Il est marié et père de 2 enfants, il a une entreprise, comme plusieurs autres personnes arrêtées. Les familles et enfants de prisonniers politiques souffrent lourdement.

Je souffre aussi non seulement comme un journaliste ou un écrivain ou un éditeur et militant des droits humains, mais également en tant que père.

Maintenant, je me trouve ici en tant que témoin pour des journalistes en prison avec qui j’ai travaillé pendant des années, par exemple avec Davut Ucar pendant 20 ans.

Oui, je suis son témoin de défense. Il n’est pas un « terroriste », il est journaliste.

Et d’autres : j’ai travaillé avec Zeynep Koray, Yuksel Genc, Huseyin Deniz, Fusun Erdogan, Nurettin Firat, Pervin Yerlikaya, Ramazan Pekgoz, Tayyip Temel, Tourabi Kisin, Ziya Cicekci, Zuhal Tekiner ou Zeynep Kuris etc… etc… Et ce pendant des années.

Je suis témoin pour Ayse Berkaty et Deniz Zarakolu ; ils sont des chercheurs en sciences sociales et traducteurs.

Je suis témoin pour Mulazim Ozcan. Il est linguiste, poète et était mon professeur de langue kurde en prison.

Je suis témoin pour Muharrem Erbey. Il est un militant des droits humains et auteur de livres pour enfants.

Je suis témoin pour les membres du parti pour la démocratie et la paix (BDP).
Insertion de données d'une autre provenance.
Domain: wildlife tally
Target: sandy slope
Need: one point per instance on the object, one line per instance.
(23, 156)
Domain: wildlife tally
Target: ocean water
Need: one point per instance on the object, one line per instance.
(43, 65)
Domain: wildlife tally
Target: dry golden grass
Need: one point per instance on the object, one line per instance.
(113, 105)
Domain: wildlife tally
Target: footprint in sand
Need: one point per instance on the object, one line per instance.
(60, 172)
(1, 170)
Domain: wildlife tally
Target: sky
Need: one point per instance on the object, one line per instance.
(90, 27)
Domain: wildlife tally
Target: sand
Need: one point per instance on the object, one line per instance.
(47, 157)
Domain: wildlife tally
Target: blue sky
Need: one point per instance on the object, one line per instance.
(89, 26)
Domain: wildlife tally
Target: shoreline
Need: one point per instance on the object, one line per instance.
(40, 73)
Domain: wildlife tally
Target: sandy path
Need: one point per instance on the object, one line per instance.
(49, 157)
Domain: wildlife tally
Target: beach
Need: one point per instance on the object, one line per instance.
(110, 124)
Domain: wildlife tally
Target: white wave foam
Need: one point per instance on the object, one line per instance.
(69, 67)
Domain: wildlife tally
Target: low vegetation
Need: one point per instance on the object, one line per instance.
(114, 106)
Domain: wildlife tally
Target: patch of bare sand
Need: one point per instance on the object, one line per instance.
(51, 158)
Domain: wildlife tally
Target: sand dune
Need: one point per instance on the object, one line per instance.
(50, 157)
C’est eux qui ont réalisé le succès électoral de leur parti aux élections de 2011 malgré tous les obstacles anti-démocratiques.
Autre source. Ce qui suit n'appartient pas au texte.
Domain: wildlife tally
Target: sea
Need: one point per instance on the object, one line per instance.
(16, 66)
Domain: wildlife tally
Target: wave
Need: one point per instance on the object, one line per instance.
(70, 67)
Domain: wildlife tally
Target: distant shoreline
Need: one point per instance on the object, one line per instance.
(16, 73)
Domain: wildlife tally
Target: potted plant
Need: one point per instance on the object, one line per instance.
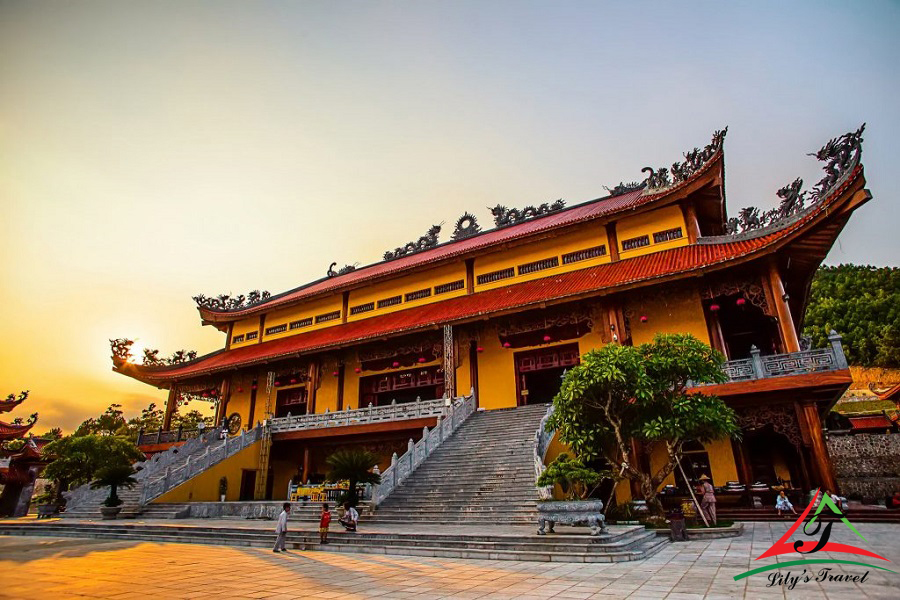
(223, 488)
(577, 482)
(113, 477)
Je suis témoin pour les parlementaires élus de ce parti qui se trouvent en prison.

Je suis témoin pour les maires kurdes élus et les autres représentants kurdes du pouvoir local.

Je suis témoin pour des étudiants universitaires qui se trouvent en prison pour leurs manifestations, réunions et critiques démocratiques.

Je suis témoin pour des écrivains et traducteurs en prison.

Et ici, j’accuse des procès de masse injustes menés avec une mentalité totalitaire comme cela s’est produit dans les années 1930 et 1940 ou des procès militaires des années 1970 et 1980.

Ici dans ce tribunal symbolique du peuple, je dénonce des crimes contre l’humanité, comme ce qui était fait au tribunal de Russel pour le Vietnam en 1968 ou au tribunal de Paris en 1984.

Pourquoi ? Parce que je suis un journaliste pour la vérité.

Parce que je suis un défenseur des droits de l’Homme.

Parce que je suis un éditeur qui porte la responsabilité de défendre le droit de lire et écrire, de s’exprimer en pleine liberté.